Our research begins with a hierarchical computational strategy. We employ iGEMDOCK, LibDock and AutoDock for high-throughput virtual screening (HTVS) to identify potential hits from extensive natural product libraries. To ensure the reliability of these hits, we perform Molecular Dynamics (MD) Simulations to evaluate the structural stability and binding persistence of ligand-receptor complexes under simulated physiological conditions. This rigorous in silico validation significantly refines our selection before moving to laboratory experiments.
To bridge the gap between theoretical modeling and physical samples, we employ HPLC-MS/MS for the rigorous identification and quantification of natural active ingredients. This analytical stage allows us to verify the chemical profile of our extracts and isolated compounds. By correlating mass spectrometry data with our computational predictions, we ensure the structural integrity and purity of the candidates before proceeding to biological evaluation.

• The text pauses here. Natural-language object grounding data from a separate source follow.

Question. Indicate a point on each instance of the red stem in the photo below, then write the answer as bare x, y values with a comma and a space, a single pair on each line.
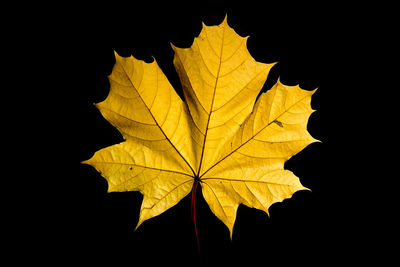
193, 213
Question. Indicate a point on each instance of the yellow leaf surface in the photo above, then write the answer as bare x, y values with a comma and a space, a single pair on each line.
220, 137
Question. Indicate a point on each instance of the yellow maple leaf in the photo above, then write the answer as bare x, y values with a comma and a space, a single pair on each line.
220, 137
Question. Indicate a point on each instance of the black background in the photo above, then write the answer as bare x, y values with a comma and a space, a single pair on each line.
314, 46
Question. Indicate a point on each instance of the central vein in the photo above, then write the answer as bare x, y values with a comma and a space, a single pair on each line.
212, 101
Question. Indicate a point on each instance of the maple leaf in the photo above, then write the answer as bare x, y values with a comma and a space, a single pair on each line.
220, 137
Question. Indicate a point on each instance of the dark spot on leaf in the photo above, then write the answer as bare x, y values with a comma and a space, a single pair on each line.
278, 122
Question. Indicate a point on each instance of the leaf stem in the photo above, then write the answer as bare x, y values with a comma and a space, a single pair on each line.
193, 212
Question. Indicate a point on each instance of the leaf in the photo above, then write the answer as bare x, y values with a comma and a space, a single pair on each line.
220, 137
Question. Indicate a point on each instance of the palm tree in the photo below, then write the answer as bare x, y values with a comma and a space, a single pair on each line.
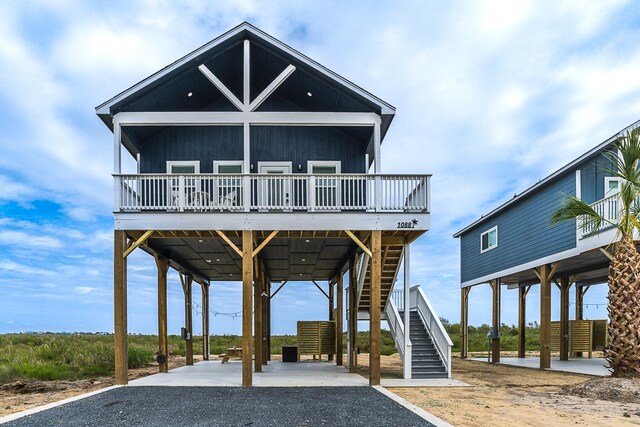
623, 354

The final validation of our screening platform involves in vitro cell-based assays. We utilize specific cell models to evaluate the biological activity, efficacy, and safety of the identified lead compounds. This "Wet Lab" confirmation is crucial for demonstrating the real-world therapeutic potential of our candidates, providing solid experimental evidence to support our computational findings and driving the development of next-generation metabolic therapeutics.